那几位江南官员被噎得满脸通红,喏喏地退了回去,再不敢多嘴。
殿上众人见龙颜已决,也都敛声屏气,不敢再有异议。
几日后,刘伯温、杨宪并内阁几位大臣聚在一处,将那章程细细敲定。
最终定下:可放宽对倭人的限制,允他们在倭岛上重操旧业,垦田耕种,自谋生路。
只是这宽限之中,处处藏着约束。
杨宪在旁冷声道:“要让他们活,却不能让他们活得太舒坦!赋税、徭役,桩桩件件都得比我大明境内百姓多上五成。一来是惩戒他们过往的恶行,二来也能磨磨他们的锐气,断了他们轻易生事的念头。”

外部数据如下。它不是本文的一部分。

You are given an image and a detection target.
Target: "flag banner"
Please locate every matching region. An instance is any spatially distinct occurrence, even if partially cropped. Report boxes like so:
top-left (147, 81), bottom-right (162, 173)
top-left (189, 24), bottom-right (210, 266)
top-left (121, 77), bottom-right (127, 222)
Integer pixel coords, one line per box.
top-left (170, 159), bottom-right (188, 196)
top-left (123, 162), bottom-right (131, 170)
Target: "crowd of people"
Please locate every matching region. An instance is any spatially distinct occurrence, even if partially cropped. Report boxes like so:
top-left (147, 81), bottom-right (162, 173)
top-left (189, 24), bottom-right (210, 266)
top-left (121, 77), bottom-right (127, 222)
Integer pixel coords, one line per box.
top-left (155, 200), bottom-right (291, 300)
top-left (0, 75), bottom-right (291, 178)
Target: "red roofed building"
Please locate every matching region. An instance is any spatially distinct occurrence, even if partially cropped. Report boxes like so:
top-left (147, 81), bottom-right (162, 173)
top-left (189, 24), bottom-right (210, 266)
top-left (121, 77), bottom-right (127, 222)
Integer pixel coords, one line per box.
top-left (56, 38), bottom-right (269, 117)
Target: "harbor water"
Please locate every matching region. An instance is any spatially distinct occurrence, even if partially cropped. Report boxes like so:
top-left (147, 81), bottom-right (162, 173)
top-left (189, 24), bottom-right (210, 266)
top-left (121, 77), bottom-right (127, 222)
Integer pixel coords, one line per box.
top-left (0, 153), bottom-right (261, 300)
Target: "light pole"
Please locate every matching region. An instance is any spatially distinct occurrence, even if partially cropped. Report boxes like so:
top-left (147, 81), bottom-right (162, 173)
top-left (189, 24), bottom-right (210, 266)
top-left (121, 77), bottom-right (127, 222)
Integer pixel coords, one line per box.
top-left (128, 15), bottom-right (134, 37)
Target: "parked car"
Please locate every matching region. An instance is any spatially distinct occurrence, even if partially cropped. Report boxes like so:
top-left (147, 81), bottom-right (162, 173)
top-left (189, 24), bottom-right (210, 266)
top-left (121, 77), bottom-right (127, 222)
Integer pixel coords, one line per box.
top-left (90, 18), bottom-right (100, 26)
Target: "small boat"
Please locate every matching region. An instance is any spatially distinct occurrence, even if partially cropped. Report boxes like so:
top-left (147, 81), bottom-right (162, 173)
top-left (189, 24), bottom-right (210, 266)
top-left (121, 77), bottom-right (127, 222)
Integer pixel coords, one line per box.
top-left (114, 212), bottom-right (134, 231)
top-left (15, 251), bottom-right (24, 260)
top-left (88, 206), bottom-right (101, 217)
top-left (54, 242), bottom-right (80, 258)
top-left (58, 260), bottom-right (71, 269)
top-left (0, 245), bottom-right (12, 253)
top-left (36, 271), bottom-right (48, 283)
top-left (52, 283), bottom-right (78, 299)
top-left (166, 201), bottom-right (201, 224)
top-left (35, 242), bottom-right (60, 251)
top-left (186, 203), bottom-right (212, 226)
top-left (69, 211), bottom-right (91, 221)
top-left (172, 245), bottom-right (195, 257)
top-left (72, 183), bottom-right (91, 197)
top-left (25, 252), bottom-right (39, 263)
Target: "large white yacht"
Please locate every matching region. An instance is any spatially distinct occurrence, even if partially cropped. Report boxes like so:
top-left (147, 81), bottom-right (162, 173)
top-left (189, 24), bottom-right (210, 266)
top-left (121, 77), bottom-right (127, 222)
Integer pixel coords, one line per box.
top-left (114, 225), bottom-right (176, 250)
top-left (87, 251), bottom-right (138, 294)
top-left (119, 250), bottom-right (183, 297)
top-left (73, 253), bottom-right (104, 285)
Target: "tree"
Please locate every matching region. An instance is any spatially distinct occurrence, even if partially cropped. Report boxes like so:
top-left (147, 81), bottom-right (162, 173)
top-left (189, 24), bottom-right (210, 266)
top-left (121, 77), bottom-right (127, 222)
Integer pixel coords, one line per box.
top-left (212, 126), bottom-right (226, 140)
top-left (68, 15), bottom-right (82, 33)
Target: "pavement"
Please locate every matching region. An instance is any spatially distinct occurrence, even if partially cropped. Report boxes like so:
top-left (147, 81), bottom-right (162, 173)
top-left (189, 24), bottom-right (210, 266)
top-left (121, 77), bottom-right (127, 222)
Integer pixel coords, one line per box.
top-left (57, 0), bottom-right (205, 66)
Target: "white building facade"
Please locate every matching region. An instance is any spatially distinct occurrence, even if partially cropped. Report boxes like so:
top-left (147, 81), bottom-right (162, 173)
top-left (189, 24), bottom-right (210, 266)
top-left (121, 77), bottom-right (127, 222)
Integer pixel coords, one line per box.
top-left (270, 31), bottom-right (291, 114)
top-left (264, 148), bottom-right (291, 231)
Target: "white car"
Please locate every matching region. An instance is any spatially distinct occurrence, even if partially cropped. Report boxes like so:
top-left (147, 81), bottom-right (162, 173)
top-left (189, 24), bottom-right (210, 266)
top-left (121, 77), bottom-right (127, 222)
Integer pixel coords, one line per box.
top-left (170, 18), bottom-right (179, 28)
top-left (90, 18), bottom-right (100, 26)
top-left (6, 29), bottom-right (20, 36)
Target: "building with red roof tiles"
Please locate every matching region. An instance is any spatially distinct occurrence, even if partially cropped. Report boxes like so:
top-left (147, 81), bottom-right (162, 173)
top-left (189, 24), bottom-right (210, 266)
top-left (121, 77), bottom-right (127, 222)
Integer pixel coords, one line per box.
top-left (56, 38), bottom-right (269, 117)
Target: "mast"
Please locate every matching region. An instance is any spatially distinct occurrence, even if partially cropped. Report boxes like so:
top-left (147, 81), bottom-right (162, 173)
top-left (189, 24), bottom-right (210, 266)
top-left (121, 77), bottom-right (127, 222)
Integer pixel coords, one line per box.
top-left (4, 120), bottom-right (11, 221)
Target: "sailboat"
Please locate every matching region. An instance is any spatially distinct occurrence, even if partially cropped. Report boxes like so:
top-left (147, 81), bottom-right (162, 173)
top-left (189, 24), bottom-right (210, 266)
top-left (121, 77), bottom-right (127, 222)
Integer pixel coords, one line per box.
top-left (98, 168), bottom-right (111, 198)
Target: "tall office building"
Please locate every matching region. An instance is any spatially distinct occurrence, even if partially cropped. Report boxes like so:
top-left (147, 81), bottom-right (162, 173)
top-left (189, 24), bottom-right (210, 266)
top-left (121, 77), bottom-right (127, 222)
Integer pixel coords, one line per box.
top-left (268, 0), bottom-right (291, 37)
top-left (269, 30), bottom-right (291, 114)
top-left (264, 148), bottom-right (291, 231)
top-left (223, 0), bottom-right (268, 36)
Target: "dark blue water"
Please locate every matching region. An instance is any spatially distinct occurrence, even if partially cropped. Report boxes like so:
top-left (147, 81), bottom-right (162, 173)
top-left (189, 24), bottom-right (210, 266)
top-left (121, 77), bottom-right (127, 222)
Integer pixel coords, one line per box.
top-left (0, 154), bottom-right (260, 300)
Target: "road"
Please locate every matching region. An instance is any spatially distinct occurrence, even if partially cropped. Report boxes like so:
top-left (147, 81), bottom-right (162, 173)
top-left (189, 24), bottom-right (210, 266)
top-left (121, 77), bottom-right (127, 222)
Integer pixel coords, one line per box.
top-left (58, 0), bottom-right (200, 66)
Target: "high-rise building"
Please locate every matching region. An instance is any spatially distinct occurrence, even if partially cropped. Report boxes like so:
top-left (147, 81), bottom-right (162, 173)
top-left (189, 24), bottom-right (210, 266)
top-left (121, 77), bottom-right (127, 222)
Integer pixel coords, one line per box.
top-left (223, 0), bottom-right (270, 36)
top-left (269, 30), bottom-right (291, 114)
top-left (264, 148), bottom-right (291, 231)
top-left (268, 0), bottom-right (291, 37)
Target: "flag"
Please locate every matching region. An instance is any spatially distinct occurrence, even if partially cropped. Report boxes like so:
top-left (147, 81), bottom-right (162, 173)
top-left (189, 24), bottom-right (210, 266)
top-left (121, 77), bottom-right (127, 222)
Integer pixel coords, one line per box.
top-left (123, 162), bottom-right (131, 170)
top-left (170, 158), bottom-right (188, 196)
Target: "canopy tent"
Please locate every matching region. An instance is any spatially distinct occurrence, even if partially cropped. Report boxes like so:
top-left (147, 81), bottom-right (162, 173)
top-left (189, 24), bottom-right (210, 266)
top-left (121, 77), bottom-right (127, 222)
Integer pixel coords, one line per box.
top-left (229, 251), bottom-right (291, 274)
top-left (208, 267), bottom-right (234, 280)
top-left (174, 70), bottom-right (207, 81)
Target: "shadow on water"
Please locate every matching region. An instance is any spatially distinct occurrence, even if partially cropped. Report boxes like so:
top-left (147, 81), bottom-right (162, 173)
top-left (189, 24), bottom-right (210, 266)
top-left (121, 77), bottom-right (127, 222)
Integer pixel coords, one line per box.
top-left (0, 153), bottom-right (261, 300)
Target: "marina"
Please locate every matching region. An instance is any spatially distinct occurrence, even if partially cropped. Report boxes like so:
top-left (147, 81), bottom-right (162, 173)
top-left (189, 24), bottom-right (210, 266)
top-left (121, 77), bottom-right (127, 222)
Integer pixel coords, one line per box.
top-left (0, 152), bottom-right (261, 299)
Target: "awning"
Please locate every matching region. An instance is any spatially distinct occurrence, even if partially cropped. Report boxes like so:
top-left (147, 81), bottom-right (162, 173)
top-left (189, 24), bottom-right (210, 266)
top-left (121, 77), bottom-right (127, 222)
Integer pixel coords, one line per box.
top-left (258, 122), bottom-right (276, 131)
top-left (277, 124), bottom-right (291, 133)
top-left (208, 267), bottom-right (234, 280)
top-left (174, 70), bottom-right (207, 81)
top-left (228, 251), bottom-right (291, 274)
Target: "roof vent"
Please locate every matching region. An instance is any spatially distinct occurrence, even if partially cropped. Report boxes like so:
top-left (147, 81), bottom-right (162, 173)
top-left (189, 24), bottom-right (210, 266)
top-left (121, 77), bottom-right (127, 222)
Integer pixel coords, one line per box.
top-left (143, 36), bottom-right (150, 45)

刘伯温点头应道:“此说在理。赋税加重,既显朝廷威严,又能让他们知难而退,不敢轻易妄动。且需明文规定,耕种的田亩、交易的货物,都得由官府登记在册,时时查验。稍有违规,即刻收回宽限,从重处置。”
众人商议已定,将这章程誊抄清楚,呈给朱元璋御览。
那章程里,宽宥与严苛并立,既要让倭人有口饭吃,又要让他们时刻记着臣服的本分,断无翻身作乱的可能。
几日后朝会,内侍捧着章程,尖细的嗓音在殿上回荡,将那加重五成赋税的条款念得明明白白。
话音刚落,先前那几位江南官员便按捺不住。
姓李的官员再次出列,眉头紧锁道:“陛下,此章程怕是不妥!倭人既已归降,当以怀柔安抚为主,赋税加重五成,未免太过严苛,恐让他们心生怨怼,反倒不利于安稳。圣人云‘苛政猛于虎’,还望陛下三思。”
另一位官员也附和道:“正是!过重的赋税容易激起民变,不如从轻定夺,让他们感念圣恩,方能真心归附。若一味用强,怕是与‘仁德’二字相悖啊。”
几人你一言我一语,仍是抱着儒家那套“怀柔”的说辞,觉得这章程太过严厉,想劝朱元璋改改主意。
殿上众人目光交错,有的赞同江南官员之语,有的则觉得杨宪、刘伯温考虑得更周全,一时又起了些议论。